De
todas as profecias do líder espiritual Antonio Conselheiro, uma se realizou e a
outra por um triz não virou manchete histórica.
A
primeira aconteceu quando ele resolveu falar ao povo de Inhambupe, uma cidade
de sobrenomes importantes à época do Império e que depois aderiram à República
como se fossem os pais de Deodoro da Fonseca.
Antonio
Conselheiro, acostumado a fazer suas pregações para o povo simples do sertão,
deu de cara com uma população bronzeada nos mares da capital e devidamente
armada de paus e pedras sob o comando da igreja republicana. Em sua fuga, o
fundador do arraial de Canudos olhou para trás e vaticinou: “Vocês vão crescer
como rabo de besta!”.
(Aqui faço uma pausa para explicar aos amigos da urbe que não
sabem a diferença entre um jegue e um jumento e nem deram testemunho dessa
praga conselheirista, que nem mesmo o povo de Inhambupe, à época, sabia da
intensidade maléfica proferida pelo boca santa. Segundo o escritor Antonio Torres, no seu
livro “Essa Terra”, o diálogo entre o fujão e os agressores prosseguiu:
(...)
“O
povo indagou:
─
Como é que rabo de besta cresce?
─
Para baixo.
─
Mas todos os rabos crescem para baixo.
─
Só que o da besta, quando cresce, o dono corta. Para dar valor ao animal.")
E
faz sentido, porque Inhambupe continua perdido no espaço e no tempo, vivendo
apenas do saudosismo dos sobrenomes importantes do Império e do início da
República.
O
outro vaticínio, o mais famoso de todos, cantado em versos e prosa de norte a
sul do país, esteve prestes a acontecer no arraial do Junco, que também fez
parte do território de Inhambupe, mas que escapou da praga do Conselheiro porque
o barbudão olhou para o outro lado, para as bandas de outro arraial, Aporá,
que, coincidência ou não, nunca passou do que é.

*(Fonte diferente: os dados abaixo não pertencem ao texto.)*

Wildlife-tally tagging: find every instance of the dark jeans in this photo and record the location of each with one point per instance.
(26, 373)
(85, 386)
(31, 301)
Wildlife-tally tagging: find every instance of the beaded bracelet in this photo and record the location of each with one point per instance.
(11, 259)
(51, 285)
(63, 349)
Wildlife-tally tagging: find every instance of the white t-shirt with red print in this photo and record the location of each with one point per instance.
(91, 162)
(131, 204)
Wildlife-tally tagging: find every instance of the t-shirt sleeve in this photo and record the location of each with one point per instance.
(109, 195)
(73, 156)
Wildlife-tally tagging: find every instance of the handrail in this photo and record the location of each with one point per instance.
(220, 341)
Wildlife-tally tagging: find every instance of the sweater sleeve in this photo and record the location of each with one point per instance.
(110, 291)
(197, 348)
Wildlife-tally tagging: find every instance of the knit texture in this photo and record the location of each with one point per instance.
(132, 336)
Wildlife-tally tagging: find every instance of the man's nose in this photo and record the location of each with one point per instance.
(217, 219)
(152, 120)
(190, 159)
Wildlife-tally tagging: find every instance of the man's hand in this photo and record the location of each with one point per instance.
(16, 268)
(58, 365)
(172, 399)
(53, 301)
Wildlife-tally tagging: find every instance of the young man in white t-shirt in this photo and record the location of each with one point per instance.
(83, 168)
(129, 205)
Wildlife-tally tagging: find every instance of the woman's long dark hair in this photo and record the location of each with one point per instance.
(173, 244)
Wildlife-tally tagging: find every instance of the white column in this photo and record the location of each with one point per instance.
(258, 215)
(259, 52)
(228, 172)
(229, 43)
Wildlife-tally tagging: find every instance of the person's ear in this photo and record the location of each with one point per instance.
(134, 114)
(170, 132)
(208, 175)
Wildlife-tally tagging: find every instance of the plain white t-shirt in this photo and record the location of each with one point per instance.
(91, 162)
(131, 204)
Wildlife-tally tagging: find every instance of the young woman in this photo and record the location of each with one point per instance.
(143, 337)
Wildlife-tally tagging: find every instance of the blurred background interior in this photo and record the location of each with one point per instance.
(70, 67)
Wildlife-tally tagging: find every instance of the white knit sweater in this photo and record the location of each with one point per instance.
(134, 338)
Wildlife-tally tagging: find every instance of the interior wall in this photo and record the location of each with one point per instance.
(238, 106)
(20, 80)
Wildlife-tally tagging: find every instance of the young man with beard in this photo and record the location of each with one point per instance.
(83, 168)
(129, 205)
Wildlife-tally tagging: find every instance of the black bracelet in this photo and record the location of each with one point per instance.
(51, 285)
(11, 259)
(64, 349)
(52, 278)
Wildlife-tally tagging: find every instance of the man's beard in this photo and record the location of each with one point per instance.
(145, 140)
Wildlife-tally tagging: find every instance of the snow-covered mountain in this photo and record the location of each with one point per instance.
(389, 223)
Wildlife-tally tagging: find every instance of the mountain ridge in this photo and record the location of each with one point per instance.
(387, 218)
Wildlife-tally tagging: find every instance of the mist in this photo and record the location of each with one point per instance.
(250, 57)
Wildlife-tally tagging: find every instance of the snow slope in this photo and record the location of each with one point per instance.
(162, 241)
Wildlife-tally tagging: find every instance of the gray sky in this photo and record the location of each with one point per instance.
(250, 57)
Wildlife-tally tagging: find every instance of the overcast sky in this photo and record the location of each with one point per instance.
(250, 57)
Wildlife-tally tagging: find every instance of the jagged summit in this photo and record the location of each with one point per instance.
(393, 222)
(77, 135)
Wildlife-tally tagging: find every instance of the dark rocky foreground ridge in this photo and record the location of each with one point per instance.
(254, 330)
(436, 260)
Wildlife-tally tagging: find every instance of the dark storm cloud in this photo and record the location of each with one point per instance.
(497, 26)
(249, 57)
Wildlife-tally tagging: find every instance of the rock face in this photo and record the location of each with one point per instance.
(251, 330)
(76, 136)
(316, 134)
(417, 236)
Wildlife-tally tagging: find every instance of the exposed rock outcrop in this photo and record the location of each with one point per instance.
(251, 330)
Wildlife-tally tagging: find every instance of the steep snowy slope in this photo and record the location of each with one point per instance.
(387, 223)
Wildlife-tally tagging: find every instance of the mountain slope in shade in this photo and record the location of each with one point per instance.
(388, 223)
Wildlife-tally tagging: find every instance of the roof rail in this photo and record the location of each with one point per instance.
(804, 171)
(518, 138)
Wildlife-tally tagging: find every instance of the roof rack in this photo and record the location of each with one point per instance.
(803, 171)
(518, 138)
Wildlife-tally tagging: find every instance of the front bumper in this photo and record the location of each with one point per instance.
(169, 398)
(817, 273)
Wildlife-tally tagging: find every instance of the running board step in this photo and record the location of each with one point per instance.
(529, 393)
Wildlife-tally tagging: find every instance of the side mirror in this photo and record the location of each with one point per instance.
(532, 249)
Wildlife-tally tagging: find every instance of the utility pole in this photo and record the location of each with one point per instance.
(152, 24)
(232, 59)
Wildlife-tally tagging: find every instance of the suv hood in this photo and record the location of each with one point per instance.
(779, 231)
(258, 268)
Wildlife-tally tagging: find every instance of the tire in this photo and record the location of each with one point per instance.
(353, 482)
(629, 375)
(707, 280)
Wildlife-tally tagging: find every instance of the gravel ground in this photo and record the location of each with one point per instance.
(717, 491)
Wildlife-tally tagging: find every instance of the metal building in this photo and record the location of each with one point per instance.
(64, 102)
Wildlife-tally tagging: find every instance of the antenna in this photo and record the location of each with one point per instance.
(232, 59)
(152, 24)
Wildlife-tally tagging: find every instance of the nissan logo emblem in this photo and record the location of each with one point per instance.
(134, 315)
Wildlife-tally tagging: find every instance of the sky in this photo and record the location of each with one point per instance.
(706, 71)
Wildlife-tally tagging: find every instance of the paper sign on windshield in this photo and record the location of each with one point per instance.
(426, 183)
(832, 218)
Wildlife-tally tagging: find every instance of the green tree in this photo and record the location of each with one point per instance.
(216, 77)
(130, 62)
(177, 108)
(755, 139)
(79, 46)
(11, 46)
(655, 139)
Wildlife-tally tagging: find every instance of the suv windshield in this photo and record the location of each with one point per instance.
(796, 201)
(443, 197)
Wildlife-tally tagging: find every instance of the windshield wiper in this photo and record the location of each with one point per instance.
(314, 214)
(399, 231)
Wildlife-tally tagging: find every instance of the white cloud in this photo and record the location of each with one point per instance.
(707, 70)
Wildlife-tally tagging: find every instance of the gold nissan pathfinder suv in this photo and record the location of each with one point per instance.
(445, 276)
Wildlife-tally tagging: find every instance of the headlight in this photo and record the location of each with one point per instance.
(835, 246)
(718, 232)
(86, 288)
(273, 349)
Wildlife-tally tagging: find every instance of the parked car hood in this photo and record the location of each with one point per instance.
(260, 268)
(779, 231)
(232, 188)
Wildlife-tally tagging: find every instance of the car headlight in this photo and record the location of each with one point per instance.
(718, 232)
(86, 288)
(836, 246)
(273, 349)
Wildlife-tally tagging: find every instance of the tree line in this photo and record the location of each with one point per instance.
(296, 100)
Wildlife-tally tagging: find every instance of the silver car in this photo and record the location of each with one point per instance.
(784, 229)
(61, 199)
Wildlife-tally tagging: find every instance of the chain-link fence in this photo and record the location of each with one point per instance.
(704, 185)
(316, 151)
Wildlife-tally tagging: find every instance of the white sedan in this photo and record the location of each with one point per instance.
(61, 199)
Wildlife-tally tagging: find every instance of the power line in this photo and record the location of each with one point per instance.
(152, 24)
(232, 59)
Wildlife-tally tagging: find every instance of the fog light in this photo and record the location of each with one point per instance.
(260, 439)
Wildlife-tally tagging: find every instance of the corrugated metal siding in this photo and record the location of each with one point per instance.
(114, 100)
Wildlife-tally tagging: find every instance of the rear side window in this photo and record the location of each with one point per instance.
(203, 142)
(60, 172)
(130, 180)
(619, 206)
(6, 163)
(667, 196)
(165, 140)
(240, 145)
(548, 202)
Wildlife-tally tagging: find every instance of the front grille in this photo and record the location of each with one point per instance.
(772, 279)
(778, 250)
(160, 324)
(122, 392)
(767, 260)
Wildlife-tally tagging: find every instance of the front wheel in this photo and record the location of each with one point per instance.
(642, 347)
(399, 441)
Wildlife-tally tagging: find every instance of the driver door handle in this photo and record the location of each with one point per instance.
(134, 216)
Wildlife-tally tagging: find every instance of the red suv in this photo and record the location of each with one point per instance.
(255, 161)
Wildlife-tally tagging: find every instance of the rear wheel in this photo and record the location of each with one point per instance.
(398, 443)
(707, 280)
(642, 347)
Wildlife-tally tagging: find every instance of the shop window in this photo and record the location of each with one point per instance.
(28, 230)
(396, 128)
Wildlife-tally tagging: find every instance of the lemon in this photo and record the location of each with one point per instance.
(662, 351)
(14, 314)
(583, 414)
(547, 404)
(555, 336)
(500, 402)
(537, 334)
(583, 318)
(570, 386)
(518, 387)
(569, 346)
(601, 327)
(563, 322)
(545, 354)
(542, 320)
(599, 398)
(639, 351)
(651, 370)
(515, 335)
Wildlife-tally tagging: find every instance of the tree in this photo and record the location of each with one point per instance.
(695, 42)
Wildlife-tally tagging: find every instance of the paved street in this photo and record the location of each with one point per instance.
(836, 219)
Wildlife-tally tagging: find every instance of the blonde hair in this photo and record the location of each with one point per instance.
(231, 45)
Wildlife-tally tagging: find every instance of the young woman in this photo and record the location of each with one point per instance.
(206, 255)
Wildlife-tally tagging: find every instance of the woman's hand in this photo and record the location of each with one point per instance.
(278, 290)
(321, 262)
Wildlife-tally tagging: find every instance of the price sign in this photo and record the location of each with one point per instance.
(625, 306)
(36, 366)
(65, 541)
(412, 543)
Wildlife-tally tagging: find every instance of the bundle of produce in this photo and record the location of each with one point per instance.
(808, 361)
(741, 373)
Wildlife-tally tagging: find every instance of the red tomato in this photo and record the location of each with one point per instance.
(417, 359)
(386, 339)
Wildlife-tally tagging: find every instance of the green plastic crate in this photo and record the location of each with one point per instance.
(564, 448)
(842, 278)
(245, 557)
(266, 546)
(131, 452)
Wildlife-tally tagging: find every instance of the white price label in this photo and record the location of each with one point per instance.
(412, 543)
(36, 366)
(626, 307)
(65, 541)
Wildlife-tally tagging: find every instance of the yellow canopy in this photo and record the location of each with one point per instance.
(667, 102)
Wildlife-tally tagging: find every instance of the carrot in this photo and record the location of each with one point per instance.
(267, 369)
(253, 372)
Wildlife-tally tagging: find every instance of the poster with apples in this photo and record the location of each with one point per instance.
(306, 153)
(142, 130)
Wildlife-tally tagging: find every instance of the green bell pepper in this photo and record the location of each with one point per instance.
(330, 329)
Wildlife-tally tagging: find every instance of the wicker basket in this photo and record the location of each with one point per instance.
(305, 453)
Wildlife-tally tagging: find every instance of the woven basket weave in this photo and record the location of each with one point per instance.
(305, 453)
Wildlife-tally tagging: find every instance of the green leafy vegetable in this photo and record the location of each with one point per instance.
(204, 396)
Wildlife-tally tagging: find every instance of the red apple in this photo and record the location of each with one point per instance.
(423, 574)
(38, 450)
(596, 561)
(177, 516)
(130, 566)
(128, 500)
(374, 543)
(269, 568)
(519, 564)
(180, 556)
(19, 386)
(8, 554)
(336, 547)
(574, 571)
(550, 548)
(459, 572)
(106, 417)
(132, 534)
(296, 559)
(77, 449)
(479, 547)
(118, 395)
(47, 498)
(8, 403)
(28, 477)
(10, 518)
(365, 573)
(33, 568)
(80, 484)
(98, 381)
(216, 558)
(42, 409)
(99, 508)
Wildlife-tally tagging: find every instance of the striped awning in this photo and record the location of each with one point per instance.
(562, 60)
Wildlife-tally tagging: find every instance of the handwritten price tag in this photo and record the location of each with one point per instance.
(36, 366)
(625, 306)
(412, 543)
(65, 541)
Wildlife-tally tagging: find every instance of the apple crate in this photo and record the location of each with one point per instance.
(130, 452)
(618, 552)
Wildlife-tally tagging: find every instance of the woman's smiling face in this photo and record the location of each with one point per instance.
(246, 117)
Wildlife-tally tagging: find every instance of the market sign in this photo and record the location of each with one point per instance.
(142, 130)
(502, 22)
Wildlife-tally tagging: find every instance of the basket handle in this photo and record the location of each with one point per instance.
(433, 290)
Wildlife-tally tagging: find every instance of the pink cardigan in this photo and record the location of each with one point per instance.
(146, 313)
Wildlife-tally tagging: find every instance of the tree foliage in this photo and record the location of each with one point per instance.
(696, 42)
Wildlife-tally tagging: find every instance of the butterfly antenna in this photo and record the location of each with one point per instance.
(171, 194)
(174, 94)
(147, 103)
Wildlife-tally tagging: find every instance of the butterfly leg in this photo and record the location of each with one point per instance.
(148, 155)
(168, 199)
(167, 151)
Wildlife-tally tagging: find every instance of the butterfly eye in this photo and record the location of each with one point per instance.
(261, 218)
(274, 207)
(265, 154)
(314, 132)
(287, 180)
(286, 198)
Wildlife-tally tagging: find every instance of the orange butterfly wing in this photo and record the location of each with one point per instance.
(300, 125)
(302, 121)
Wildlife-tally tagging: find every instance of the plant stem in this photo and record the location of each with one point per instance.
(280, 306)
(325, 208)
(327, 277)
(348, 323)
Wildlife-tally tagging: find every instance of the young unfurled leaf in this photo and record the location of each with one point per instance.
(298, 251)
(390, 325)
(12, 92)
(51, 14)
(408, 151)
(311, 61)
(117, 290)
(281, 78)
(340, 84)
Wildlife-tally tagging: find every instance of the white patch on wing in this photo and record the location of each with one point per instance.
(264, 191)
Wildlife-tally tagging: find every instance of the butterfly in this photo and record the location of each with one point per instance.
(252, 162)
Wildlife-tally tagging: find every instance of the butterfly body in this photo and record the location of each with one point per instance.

Em uma manhã de muito sol e pouca inspiração, como são as manhãs do sertão, o
velho alcaide do Junco leu, por acaso,
as profecias vindas de Canudos. Imediatamente reuniu sua equipe e disse eufórico, como se acabasse de descobrir a pólvora:
─
O sertão vai virar mar!
─
Estou sabendo. Li isso num livro de cordel. Parece que foi dito por Lampião – falou Sua Eminência, o Secretário da Cultura.
─
Deixa de ser burro, cara! – gritou outro notável, cuja patente não deu para identificar – Quem falou isso foi o Barão de Jeremoabo, Cícero Dantas!
─
Deus do céu, como vocês são ignorantes! – falou o alcaide – Quem tá dizendo
isso sou eu. Vou transformar o velho açude numa praia e vai ficar mais famosa que
Copacabana.
Ato
contínuo, tirou da algibeira o rascunho do projeto, rabiscado momentos depois
que a luz das ideias se acendeu na cachola. O açude, um lago de águas barrentas,
construído pelo DNOCS para matar a sede do gado em período de seca, ia virar
mar, com ondas de trinta metros de altura. Antevia o futuro: margens lotadas,
sem nem mais um buraco para se enfiar um sombreiro, vendedores caminhando com
dificuldade para vender seus produtos, acesso à praia totalmente congestionada
de carros, ônibus e caminhões de gente vinda de todos os cantos, inclusive das
cidades circunvizinhas. À beira d’água, nas marolas, crianças nadavam alegremente, algumas usando boias coloridas;
no meio do lago, jet-ski deslizando de um lado para outro, velas de windsurf desfraldadas
ao vento e centenas de surfistas bronzeados pegando onda. Uma faixa visível
na entrada do açude avisava da presença de tubarões além do quebra-mar artificial. No meio da areia escaldante, tropeçando
no povo, uma equipe da TV Subaé, de Feira de Santana, entrevistava os banhistas
para mostrar no Jornal Nacional e...
─
Para! Para! Para! Mas o que é isso? –
perguntou o sisudo secretário mudo tirando o prefeito do seu devaneio.
─
Isso vai ser a nossa principal atração. Como a água vai ficar salgada, pois água do
mar é salgada, os bois e as vacas vão ter que beber água de coco... de canudinho. Não
é chique?!
Infelizmente
a chiqueza do delírio se transformou em pesadelo, porque o dinheiro, tão
necessário em obras estruturais, foi engolido por esse mar de lama movediça, e
o povo, contagiado pelo entusiasmo do garoto alegre do Portal que apregoava diariamente que o
sertão ia virar mar e a tal praia ia ser mais famosa que Copacabana, caiu na
real quando a seca bateu e faltou água para o gado beber. O gado e outros
animais, inclusive os homens e as mulheres.
Apesar
de pavimentar o acesso à tal "praia" e fazer uma inauguração nas coxas, o povo não se banhou
na lama do desperdício do dinheiro público e impôs ao prefeito sua primeira derrota depois que ele fez da política
sua principal galinha dos ovos de ouro. Hoje, em vez de antever a efervescência
de banhistas, ele, sentado na calçada quente que ele mesmo construiu, parafraseia Alberto
Luiz em “Balada n. 7”: “Minha ilusão entra em campo num açude vazio / meus
puxa-sacos correram pros braços do outro...”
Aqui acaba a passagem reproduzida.